Top management needs to write a practical business continuity plan prioritizing mission-critical assets to be safe and secure during unforeseen circumstances. SMBs need to identify critical data to be protected and take regular, secure backups of it. There can be incremental data backups or even full backups, as per the top management’s decision. Now that every SMB must have a work-from-home or remote working facility, it is possible to consider a backup site rather than not having anything in place. Only employees need to undergo regular cybersecurity awareness training to make sure they maintain cyber hygiene while working remotely. Only per-need access should be granted to the employees; no admin privileges must be given to every employee for their device. It is also recommended to simulate cyber drills once every six months to check business continuity readiness.

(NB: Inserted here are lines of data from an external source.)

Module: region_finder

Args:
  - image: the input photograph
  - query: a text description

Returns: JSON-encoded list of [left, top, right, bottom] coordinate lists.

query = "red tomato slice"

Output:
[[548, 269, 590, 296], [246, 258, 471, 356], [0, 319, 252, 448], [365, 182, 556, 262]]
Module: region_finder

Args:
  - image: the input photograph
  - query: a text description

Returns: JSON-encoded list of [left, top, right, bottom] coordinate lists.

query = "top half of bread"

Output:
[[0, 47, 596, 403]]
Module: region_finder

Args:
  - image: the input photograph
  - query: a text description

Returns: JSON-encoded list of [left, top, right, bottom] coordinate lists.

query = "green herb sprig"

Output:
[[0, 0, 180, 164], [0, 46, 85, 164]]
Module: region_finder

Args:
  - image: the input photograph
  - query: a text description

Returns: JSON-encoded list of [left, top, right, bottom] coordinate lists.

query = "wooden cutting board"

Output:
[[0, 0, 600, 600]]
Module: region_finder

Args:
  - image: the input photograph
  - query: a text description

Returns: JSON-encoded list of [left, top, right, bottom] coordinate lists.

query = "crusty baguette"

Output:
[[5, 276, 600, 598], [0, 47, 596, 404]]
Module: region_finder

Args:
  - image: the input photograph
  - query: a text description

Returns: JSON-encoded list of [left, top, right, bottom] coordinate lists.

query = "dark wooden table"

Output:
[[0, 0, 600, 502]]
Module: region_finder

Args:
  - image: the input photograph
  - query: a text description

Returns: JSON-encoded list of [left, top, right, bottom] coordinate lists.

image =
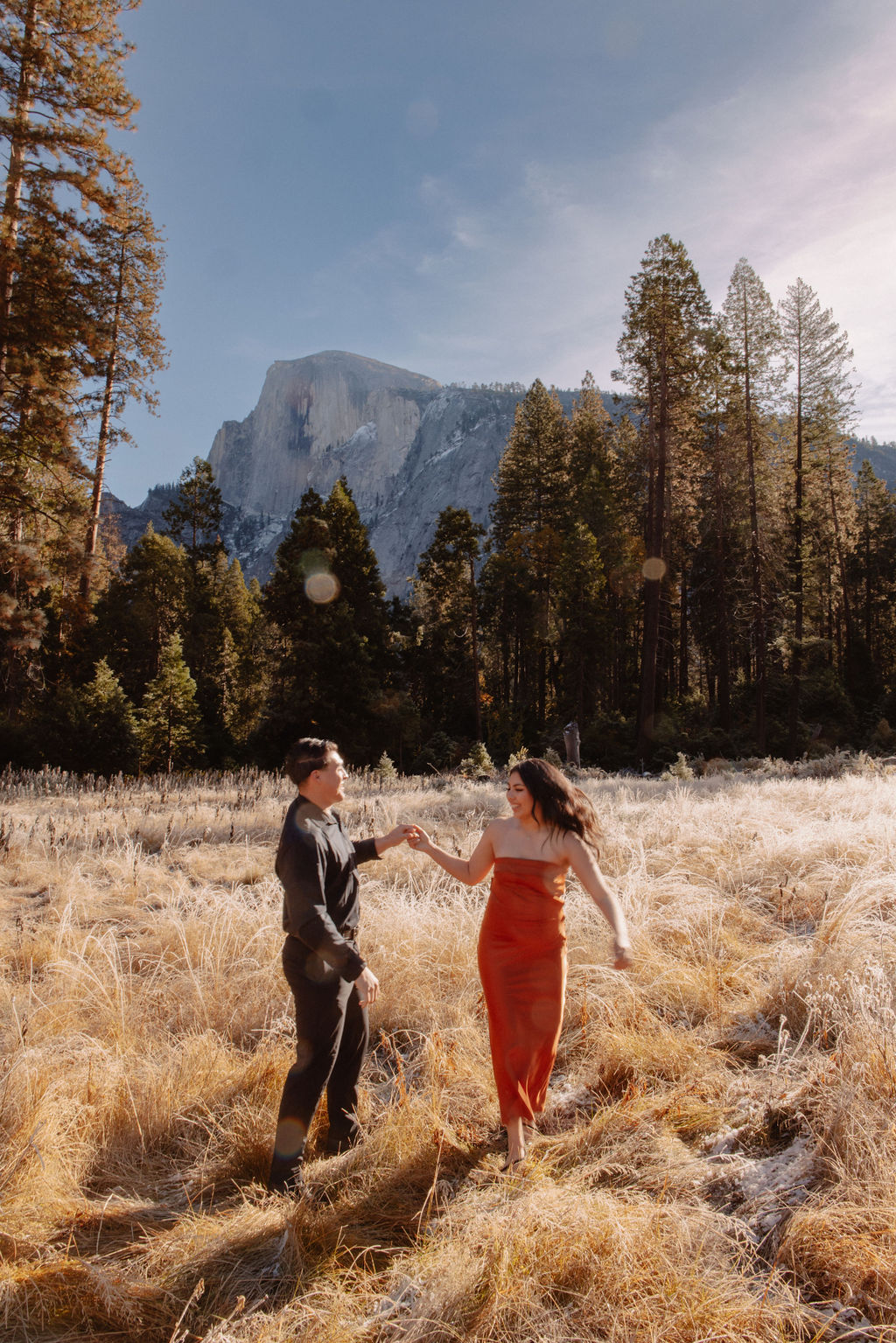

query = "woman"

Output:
[[409, 760, 632, 1170]]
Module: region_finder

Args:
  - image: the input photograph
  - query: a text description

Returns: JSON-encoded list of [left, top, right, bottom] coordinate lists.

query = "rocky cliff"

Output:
[[108, 351, 583, 597], [106, 351, 896, 597], [201, 351, 583, 597]]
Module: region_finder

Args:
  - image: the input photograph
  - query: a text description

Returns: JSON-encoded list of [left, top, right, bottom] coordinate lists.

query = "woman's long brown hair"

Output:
[[510, 756, 600, 854]]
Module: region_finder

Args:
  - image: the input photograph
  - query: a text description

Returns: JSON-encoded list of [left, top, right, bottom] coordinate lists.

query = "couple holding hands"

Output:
[[268, 738, 632, 1193]]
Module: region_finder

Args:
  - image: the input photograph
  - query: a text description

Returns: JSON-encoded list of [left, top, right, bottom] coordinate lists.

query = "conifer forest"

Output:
[[0, 0, 896, 775]]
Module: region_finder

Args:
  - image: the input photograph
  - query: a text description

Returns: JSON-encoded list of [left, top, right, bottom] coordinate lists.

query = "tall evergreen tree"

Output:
[[484, 379, 570, 733], [414, 507, 485, 741], [80, 176, 166, 598], [163, 457, 223, 564], [262, 479, 396, 763], [614, 234, 710, 756], [779, 279, 856, 755], [140, 634, 201, 773], [723, 256, 783, 755]]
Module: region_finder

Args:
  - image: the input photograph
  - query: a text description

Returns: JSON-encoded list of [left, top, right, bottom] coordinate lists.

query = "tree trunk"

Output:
[[80, 238, 125, 602], [0, 0, 38, 399]]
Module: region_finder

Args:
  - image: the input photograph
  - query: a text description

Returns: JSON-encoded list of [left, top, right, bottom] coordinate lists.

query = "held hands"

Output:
[[612, 941, 634, 969], [377, 826, 416, 849], [407, 826, 431, 853], [354, 966, 380, 1007]]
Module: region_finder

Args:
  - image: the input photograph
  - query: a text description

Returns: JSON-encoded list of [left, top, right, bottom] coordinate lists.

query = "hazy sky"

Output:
[[108, 0, 896, 504]]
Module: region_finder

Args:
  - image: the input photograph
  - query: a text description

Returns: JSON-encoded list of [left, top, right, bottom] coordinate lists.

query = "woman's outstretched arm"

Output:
[[566, 834, 632, 969], [407, 826, 494, 886]]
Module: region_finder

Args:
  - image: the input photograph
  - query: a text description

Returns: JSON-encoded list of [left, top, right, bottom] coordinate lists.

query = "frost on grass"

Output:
[[0, 761, 896, 1343]]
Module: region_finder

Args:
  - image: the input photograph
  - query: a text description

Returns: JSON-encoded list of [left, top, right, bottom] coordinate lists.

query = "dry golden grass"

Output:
[[0, 771, 896, 1343]]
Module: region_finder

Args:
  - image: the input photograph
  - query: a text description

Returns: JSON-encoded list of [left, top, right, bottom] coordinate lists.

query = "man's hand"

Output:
[[407, 826, 432, 853], [354, 966, 380, 1007], [376, 826, 416, 853], [612, 941, 634, 969]]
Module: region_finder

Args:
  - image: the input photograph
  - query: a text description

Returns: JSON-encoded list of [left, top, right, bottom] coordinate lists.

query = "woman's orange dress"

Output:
[[479, 858, 567, 1124]]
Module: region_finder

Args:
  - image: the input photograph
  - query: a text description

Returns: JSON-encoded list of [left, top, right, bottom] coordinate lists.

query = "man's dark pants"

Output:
[[268, 937, 369, 1190]]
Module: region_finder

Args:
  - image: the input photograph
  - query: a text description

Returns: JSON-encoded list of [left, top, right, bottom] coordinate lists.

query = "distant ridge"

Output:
[[106, 351, 896, 597]]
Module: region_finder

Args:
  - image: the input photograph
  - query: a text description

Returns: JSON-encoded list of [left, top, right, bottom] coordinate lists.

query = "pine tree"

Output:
[[163, 457, 224, 564], [614, 234, 710, 756], [779, 279, 856, 755], [723, 256, 783, 755], [0, 0, 140, 402], [262, 479, 402, 763], [91, 524, 191, 701], [484, 379, 570, 733], [414, 507, 485, 741], [140, 634, 201, 773], [80, 176, 166, 598], [56, 658, 138, 776]]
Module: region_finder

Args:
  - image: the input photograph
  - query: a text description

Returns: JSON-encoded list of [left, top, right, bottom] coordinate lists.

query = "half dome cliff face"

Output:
[[114, 351, 583, 598], [208, 351, 441, 517], [202, 351, 542, 597]]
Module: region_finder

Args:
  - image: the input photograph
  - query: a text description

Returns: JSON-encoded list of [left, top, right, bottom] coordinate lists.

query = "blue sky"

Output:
[[108, 0, 896, 504]]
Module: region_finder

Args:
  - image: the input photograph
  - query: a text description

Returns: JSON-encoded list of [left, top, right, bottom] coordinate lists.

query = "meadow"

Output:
[[0, 760, 896, 1343]]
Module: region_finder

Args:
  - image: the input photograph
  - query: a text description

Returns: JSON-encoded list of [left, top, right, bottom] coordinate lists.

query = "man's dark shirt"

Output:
[[276, 794, 379, 981]]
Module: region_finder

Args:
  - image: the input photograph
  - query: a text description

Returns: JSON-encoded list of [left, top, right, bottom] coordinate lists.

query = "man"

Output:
[[268, 738, 412, 1193]]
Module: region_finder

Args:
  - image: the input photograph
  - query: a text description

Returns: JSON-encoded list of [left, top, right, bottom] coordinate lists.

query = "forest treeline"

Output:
[[0, 0, 896, 773]]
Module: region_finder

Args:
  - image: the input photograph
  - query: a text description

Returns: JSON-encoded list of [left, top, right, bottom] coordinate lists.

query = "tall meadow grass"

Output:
[[0, 770, 896, 1343]]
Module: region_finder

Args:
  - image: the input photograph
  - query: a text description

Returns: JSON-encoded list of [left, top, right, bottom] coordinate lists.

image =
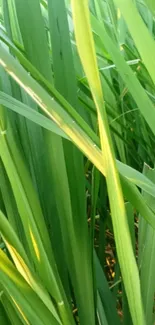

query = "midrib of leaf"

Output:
[[72, 0, 145, 325]]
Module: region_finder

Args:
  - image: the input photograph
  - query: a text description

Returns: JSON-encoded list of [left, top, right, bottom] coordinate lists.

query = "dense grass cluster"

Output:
[[0, 0, 155, 325]]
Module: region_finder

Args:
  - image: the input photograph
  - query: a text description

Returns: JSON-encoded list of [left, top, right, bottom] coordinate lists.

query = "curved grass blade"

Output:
[[72, 0, 146, 325]]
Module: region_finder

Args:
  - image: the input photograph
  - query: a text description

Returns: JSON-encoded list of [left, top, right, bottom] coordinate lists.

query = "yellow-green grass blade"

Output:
[[48, 0, 94, 324], [0, 211, 63, 322], [0, 130, 75, 323], [0, 250, 61, 325], [0, 92, 70, 140], [72, 0, 146, 325], [0, 40, 154, 234]]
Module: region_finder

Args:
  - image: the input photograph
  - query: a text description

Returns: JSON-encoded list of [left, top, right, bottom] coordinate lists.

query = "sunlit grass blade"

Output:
[[72, 0, 145, 325]]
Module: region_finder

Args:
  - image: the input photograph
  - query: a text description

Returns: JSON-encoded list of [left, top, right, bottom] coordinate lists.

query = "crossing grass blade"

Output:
[[72, 0, 145, 325]]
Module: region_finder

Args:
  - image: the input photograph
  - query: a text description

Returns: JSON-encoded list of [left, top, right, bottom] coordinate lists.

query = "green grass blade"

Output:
[[72, 0, 145, 325]]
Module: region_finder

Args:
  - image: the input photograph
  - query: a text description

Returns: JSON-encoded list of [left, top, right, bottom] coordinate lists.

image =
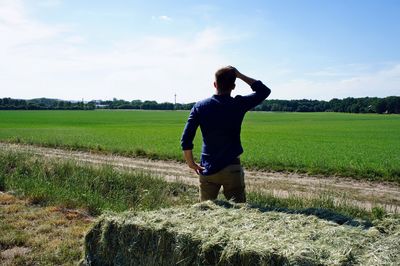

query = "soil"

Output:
[[0, 143, 400, 213]]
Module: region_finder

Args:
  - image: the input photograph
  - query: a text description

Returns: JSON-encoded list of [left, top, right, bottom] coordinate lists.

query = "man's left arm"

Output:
[[181, 107, 204, 174]]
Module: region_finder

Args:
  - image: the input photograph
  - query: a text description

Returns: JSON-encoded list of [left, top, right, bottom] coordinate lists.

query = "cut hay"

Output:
[[84, 202, 400, 265]]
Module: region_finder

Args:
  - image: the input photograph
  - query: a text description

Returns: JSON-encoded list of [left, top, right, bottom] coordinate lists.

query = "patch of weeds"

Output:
[[0, 220, 28, 250]]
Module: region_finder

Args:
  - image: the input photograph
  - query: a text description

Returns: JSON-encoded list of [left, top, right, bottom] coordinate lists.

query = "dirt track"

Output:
[[0, 143, 400, 213]]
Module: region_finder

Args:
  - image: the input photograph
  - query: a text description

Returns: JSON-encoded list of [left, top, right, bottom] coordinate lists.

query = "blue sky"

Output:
[[0, 0, 400, 102]]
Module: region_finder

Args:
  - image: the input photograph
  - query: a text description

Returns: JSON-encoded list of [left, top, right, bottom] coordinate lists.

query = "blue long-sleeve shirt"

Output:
[[181, 81, 271, 175]]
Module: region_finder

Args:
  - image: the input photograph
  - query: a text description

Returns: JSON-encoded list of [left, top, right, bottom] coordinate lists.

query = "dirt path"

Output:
[[0, 143, 400, 213]]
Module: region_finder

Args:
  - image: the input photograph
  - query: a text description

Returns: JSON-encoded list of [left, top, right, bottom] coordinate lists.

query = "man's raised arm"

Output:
[[234, 68, 271, 111]]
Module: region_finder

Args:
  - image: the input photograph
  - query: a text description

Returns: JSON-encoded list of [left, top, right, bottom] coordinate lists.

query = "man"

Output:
[[181, 66, 271, 202]]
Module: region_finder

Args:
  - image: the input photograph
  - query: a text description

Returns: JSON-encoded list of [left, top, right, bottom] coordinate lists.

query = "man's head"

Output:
[[214, 66, 236, 94]]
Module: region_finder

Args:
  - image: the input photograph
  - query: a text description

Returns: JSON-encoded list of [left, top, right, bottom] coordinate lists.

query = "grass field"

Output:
[[0, 111, 400, 182], [0, 150, 398, 265]]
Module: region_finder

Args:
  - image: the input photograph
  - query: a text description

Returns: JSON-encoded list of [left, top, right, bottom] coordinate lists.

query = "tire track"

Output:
[[0, 143, 400, 213]]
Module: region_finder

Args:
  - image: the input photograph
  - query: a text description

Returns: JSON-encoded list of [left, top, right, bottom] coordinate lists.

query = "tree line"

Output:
[[0, 96, 400, 114], [255, 96, 400, 114]]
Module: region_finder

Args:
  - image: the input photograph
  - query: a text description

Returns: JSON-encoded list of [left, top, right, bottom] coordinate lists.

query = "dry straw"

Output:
[[84, 202, 400, 265]]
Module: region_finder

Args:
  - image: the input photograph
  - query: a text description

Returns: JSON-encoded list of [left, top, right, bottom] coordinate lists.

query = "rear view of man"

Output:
[[181, 66, 271, 202]]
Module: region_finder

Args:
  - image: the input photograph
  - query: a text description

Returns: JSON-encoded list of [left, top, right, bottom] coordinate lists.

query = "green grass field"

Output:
[[0, 111, 400, 182]]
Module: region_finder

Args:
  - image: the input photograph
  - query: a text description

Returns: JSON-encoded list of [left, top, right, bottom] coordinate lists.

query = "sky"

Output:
[[0, 0, 400, 103]]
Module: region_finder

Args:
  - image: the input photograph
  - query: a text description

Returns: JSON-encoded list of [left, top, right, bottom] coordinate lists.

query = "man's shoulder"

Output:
[[194, 97, 213, 108]]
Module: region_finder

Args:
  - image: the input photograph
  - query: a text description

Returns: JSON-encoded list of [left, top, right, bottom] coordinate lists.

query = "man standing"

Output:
[[181, 66, 271, 202]]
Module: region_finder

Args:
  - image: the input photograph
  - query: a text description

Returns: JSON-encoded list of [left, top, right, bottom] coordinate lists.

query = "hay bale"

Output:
[[84, 202, 400, 265]]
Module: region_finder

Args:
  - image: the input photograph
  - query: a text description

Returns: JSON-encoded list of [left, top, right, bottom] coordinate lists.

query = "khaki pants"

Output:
[[200, 164, 246, 203]]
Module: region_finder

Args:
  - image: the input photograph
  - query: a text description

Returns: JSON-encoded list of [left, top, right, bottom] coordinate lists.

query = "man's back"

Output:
[[181, 66, 271, 202], [182, 81, 270, 175]]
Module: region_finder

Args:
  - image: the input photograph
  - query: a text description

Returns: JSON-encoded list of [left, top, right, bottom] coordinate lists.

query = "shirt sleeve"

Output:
[[181, 106, 200, 150], [237, 80, 271, 112]]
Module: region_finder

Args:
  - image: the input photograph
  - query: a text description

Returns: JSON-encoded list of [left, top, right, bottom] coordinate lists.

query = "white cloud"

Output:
[[271, 63, 400, 100], [0, 1, 229, 102], [151, 15, 172, 22]]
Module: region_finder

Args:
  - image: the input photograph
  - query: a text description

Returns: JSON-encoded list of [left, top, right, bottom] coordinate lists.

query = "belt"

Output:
[[231, 158, 240, 164]]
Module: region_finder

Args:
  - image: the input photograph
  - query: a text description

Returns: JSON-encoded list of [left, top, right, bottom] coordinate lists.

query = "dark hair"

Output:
[[215, 67, 236, 92]]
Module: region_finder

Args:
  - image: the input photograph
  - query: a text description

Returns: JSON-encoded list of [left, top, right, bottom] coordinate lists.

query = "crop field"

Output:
[[0, 111, 400, 182]]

6. Are there any specific tools or technologies that you suggest SMBs to consider when planning their data recovery strategies?
Various data recovery tools are available on the market, and it is important to use trusted sources and read reviews of such tools. There are many websites that even compare the tools available on the market. SMBs need to do research. The top management decides to compare and choose. If the SMB’s business is data-centric, they need to purchase such tools. If the size or value of the data is not high, then they can even have a manual process or develop small tools using technology. Today, many endpoint protection software options have built-in data backup and recovery features. A few SMBs even develop small SQL batch jobs to take regular backups of crucial data or files. It is important to keep encrypted backups at secured locations so that even if backups get hacked, they can’t be used by threat actors. Always keep a backup teammate for crucial data backup and recovery operations. One important thing is that even encrypted backups can be kept on an external hard disk or tape, which should be kept in a secured physical locker. This preparedness helps during an actual incident.
7. How can SMBs balance the cost-effectiveness of data recovery solutions with the need for robust cybersecurity?
It is a myth that only costly tools can provide the best security. It is a combination of the operations team’s efforts and tools that makes a well-secured ecosystem for any organization. Adopting a particular data backup and recovery solution is a very strategic decision. The cloud is a good and cost-effective solution, according to my experience working with SMBs. A few SMBs even take backups at two different locations; this is good practice. Only the SMB needs to encrypt data in all three states: data in rest, data in transit, or data in use. Also, only limited access should be granted to the backups or their operations, as those are very sensitive. It is important to delete unnecessary data or even backup files to reduce the cost of backup and recovery operations. Data layer security policies are very important, especially to avoid insider threats and to have good access control. The smaller the size of the data, the better the performance of backup and recovery operations.